Bütün bunlara rağmen üstelik, çek nedeniyle yukarıda açıklanan banka havalesi ile 2.000,00.-USD ödeme yapılmıştır. Bunun nedeni olarak da yukarıda açıklandığı gibi davacının haciz tehdit ve baskıları gösterilmektedir. Bu tehdit ve baskılar “başka türlü hareket etme imkanını ortadan kaldıran tehdit” olarak kabul edilemez. İcraya vermek, banka hesaplarına bloke koymak, haciz baskısı yasal haklardır. İcra hukuku zaten bir baskı aracıdır ve amacı da budur. Yani borcun bir takım yasal baskılarla ödemesini sağlamaktır. Bir şirket çalışanının da bu tehdit ve baskıların etkisi altında kalarak, panik halinde ve davalı şirket yetkilisi …’nin de o sırada İstanbul’da olmaması üzerine hacze engel olma düşüncesiyle havale yapmış olması Yüksek Mahkememizin pek çok içtihadında da işaret ettiği gibi hayatın olağan akışına ve günlük yaşam tecrübelerine uymamaktadır. İletişim çağında şirket yetkilisine günlerce ulaşamamak ve ondan talimatları alamamak mümkün ve kabul edilebilir değildir. Bir çalışanın bu kadar büyük bir sorumluluğu üzerine alarak insiyatif kullanması mantıklı da değildir. Üstelik yapılan kısmi ödeme ihtirazi kayıt konulmadan yapılan bir ödemedir. Ortada henüz başlamış bir icra takibi yoktur. Dolayısıyla haciz baskısı da yoktur. Davalı bu aşamada hemen hukuki yolları işleterek bir Menfi Tespit davası açma imkanı varken bunu da kullanmamıştır.

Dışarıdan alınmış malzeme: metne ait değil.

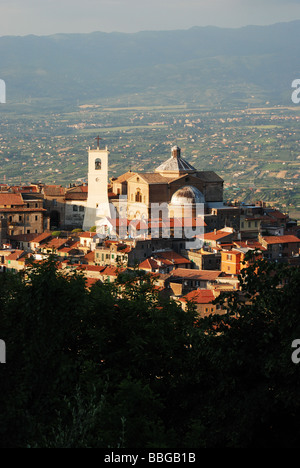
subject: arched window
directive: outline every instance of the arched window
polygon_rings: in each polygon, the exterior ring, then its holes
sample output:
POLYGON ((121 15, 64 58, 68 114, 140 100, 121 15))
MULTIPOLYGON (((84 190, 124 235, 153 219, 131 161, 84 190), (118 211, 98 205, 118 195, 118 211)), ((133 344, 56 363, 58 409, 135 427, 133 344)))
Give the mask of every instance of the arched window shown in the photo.
POLYGON ((95 159, 95 170, 98 171, 101 169, 101 159, 97 158, 95 159))
POLYGON ((141 202, 142 201, 142 194, 141 194, 141 189, 140 188, 136 189, 135 201, 136 202, 141 202))

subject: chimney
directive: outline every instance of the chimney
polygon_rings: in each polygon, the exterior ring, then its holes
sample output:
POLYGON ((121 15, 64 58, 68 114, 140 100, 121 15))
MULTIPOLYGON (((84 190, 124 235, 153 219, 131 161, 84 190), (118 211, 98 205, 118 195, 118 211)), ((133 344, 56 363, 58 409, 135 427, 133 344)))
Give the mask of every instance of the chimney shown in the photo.
POLYGON ((178 146, 173 146, 172 158, 180 158, 180 148, 178 146))

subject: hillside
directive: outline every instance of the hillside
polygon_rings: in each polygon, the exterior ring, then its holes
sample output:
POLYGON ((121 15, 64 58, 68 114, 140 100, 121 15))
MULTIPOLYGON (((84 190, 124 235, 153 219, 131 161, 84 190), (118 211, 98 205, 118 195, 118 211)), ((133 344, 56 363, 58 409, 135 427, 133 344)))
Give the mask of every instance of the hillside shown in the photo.
POLYGON ((12 102, 106 98, 142 103, 291 103, 300 77, 300 21, 239 29, 0 37, 0 77, 12 102))

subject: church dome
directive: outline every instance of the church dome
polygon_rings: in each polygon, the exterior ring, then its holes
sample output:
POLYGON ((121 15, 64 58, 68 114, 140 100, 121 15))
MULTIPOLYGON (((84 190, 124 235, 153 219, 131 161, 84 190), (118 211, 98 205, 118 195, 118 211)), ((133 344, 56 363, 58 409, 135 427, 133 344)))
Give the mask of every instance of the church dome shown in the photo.
POLYGON ((164 173, 182 173, 186 174, 187 172, 193 173, 196 172, 196 169, 185 159, 181 157, 181 149, 178 146, 172 147, 172 155, 167 161, 162 163, 155 169, 155 172, 161 174, 164 173))
POLYGON ((196 203, 205 203, 204 195, 191 185, 181 187, 171 198, 171 205, 195 205, 196 203))

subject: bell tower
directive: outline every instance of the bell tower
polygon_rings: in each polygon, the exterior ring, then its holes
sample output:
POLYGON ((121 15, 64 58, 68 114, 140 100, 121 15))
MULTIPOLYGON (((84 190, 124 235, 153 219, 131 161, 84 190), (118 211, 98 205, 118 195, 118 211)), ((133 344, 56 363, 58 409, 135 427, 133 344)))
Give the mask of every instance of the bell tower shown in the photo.
POLYGON ((107 146, 100 149, 100 138, 97 148, 88 152, 88 198, 84 215, 83 229, 89 230, 96 225, 96 220, 110 216, 108 201, 108 156, 107 146))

Ne var ki davaya konu çekteki imzanın davalıya ait olmadığı maddi anlamda kesin delil teşkil etmese de mahkeme kararıyla sabittir. Çekin artık kambiyo senedi vasfı kalmamıştır. Adi yazılı belge niteliğindedir. Bu belge yukarıda açıklanan nedenlerle davacının alacağını kanıtlayan bir belge niteliğindedir. Bu nedenle çek keşide tarihi temerrüt tarihi olarak esas alınamaz. Davalı taraf yazılı bir belge ile temerrüde de düşürülmemiştir. Bu nedenle faiz başlangıç tarihi dava tarihi olarak kabul edilmiştir.
… 18. İcra Hukuk Mahkemesi’nin 02.06.2021 tarih,… E. ve …K.sayılı kararında hüküm altına alınan hususların (tazminat, para cezası, yargılama gideri ve vekalet ücreti ve diğer hususların) ortadan kaldırılmasına yönelik taleplerin ise, ilgili mahkeme kararının masıl kaldırılabileceği yasanın emredici düzenlemeleri ile belirlenmiştir. Bu da ancak ilgili mahkeme kararının istinaf, temyiz gibi kanun yolları ile mümkündür. Mahkememizin böyle bir görevi ve yetkisi bulunmadığından, bu husustaki talebinin kabulü mümkün olmadığından reddi gerekmiş olup, aşağıdaki hüküm kurulmuştur.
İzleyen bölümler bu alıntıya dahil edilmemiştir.